Personal information
- Full name: David Wilfred Hughes
- Born: 12 July 1910 Ebbw Vale, Monmouthshire, Wales
- Died: 21 April 1984 (aged 73) Sarisbury Green, Hampshire, England
- Batting: Right-handed
- Bowling: Right-arm fast-medium

Domestic team information
- 1946–1949: Dorset
- 1935–1938: Glamorgan

Career statistics
| Competition | First-class |
| Matches | 22 |
| Runs scored | 274 |
| Batting average | 10.96 |
| 100s/50s | –/1 |
| Top score | 70* |
| Balls bowled | 2,873 |
| Wickets | 52 |
| Bowling average | 32.53 |
| 5 wickets in innings | 2 |
| 10 wickets in match | – |
| Best bowling | 5/70 |
| Catches/stumpings | 6/– |
- Source: Cricinfo, 25 July 2011

= Wilf Hughes =

Welsh cricketer

David Wilfred Hughes (12 July 1910 – 21 April 1984) was a Welsh cricketer. Hughes was a right-handed batsman who bowled right-arm fast-medium. He was born in Ebbw Vale, Monmouthshire.

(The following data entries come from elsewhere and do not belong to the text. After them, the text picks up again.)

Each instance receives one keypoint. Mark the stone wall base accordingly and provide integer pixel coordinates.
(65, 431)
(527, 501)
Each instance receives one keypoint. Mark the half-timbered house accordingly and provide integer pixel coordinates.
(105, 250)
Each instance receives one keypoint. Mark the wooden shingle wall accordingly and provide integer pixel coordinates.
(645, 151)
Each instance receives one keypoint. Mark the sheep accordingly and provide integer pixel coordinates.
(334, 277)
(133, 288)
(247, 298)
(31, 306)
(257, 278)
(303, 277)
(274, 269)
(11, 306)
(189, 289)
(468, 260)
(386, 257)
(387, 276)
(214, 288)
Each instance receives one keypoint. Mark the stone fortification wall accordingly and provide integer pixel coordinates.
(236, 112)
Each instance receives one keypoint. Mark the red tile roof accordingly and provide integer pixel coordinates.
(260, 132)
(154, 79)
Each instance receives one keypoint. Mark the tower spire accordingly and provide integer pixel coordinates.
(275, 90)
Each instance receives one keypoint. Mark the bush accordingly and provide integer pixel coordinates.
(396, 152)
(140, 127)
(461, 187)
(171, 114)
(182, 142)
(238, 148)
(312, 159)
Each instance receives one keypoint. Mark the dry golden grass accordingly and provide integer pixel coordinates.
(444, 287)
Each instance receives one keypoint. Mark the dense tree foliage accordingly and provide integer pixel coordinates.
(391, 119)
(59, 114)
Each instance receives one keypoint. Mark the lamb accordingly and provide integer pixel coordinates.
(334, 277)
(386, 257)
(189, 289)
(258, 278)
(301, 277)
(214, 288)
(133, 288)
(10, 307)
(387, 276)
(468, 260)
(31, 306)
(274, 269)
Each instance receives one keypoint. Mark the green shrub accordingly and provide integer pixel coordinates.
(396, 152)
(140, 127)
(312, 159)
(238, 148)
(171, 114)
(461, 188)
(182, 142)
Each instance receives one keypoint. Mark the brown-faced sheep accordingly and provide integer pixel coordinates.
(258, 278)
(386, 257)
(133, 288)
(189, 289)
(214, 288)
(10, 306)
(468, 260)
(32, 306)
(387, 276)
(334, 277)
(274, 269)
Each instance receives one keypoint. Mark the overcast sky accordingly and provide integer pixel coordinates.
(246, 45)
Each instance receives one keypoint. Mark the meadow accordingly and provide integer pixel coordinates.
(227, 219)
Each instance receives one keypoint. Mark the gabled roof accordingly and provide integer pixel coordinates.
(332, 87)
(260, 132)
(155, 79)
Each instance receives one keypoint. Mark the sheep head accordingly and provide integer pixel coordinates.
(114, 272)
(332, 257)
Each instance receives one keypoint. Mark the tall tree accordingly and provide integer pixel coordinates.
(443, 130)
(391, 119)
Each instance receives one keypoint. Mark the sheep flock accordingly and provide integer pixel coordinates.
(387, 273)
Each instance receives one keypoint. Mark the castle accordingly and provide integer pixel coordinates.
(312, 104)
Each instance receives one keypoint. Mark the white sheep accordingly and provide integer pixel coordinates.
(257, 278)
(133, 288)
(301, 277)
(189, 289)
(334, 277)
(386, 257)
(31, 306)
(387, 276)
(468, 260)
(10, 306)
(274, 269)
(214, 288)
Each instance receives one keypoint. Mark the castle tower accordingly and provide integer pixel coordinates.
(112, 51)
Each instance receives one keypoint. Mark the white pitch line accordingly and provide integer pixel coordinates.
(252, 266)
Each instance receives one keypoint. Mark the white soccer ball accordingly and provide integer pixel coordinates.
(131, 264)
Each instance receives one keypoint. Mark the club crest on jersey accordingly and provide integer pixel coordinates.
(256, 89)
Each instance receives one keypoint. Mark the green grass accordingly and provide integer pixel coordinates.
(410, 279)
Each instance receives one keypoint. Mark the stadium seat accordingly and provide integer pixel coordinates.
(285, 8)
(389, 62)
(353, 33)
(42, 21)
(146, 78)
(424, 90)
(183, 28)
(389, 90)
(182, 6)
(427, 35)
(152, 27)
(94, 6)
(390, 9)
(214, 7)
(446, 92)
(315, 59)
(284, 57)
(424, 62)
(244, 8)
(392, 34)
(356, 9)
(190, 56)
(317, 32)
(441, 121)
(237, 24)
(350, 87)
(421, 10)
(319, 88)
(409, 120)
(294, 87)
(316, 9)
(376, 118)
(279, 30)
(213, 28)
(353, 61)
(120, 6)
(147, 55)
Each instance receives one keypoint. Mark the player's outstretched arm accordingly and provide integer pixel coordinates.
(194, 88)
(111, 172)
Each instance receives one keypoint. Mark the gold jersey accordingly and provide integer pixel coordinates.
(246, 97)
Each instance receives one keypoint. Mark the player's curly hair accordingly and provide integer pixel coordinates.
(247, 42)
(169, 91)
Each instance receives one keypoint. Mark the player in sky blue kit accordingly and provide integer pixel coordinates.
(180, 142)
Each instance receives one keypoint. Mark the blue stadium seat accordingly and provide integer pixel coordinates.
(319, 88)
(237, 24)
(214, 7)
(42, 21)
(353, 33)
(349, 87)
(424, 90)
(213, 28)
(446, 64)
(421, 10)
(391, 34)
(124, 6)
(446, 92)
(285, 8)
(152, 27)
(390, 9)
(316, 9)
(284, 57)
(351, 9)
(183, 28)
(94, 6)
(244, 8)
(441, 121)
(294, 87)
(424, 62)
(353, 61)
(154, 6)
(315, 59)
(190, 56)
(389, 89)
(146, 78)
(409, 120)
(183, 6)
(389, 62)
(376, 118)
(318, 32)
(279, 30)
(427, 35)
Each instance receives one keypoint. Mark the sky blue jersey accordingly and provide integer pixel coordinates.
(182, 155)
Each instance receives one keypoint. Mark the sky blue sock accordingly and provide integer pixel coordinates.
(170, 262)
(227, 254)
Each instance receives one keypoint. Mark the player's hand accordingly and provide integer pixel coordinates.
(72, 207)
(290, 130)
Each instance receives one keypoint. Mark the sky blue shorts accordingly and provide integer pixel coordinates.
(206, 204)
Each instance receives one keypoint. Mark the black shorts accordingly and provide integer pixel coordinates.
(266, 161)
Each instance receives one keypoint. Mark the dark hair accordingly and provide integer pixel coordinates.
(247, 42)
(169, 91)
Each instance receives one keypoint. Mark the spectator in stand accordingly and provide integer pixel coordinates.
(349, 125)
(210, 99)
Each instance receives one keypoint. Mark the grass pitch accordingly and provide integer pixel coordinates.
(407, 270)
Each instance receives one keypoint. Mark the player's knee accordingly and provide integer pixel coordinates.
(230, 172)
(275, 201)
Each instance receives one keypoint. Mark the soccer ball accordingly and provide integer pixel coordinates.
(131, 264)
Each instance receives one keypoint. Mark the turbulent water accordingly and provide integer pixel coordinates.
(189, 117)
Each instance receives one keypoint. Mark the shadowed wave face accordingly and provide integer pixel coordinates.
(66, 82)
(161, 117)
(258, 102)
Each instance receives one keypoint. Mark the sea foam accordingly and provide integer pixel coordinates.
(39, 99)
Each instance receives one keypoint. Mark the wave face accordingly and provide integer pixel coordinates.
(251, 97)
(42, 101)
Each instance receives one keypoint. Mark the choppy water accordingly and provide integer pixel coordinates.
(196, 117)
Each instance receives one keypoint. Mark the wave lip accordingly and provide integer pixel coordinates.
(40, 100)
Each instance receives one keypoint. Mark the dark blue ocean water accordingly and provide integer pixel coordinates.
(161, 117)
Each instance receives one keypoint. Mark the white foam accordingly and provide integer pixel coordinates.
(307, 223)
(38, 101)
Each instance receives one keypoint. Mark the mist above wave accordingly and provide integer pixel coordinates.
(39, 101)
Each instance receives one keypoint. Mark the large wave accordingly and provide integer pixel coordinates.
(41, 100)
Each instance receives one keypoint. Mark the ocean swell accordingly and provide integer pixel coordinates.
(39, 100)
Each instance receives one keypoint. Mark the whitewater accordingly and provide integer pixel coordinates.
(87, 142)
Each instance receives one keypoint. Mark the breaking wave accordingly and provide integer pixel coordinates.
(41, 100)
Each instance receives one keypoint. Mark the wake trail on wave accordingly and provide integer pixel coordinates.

After studying science at Bangor University, Hughes became a teacher, taking up a teaching post in Northamptonshire. While teaching in Northamptonshire, he played club cricket for Kettering, with some success. His bowling later came to the attention of Glamorgan captain Maurice Turnbull when Glamorgan were in the county playing Northamptonshire, Turnbull being told about a Welsh cricketer who was getting "a bag of wickets every week". He was invited to Cardiff Arms Park for a trial, impressing enough to be given a contract to play in the summer holidays.

His first-class debut for Glamorgan against the touring South Africans in 1935 was an eventful one. In Glamorgan's second-innings Hughes, batting at number 11, scoring a quickfire unbeaten 70 runs as he and Cyril Smart put on 131 for the tenth wicket, to help save the match for Glamorgan. One of Hughes's sixes flew right out of the ground, across the road, and in through an upstairs window of the Grand Hotel opposite.

Hughes made a further 21 first-class appearances for Glamorgan, the last of which came against Leicestershire in the 1938 County Championship. As a bowler, he formed a useful partnership with the more experienced Jack Mercer. He took 52 wickets at an average of 32.53, with best figures of 5/70. These figures, one of two five-wicket hauls he took, came against Leicestershire in 1936. A hard hitting batsman, Hughes scored 274 runs at a batting average of 10.96, with a high score of 70 not out against the South Africans.

During World War II, Hughes had an emergency commission with the rank of 2nd Lieutenant in the Royal Regiment of Artillery. He later served as an Adjutant at the Royal School of Artillery at Larkhill, Wiltshire. Following the war, he took up a teaching position in Poole, Dorset, and did not appear again for Glamorgan. While based in Poole, he played for Dorset, making his debut in the 1946 Minor Counties Championship against Buckinghamshire. He made six further Minor Counties Championship appearances for Dorset, the last of which came against Oxfordshire in 1949.

He later moved to Peterborough, Cambridgeshire, where he ended his teaching career as the headmaster of a boys' school. He died in Sarisbury Green, Hampshire, on 21 April 1984.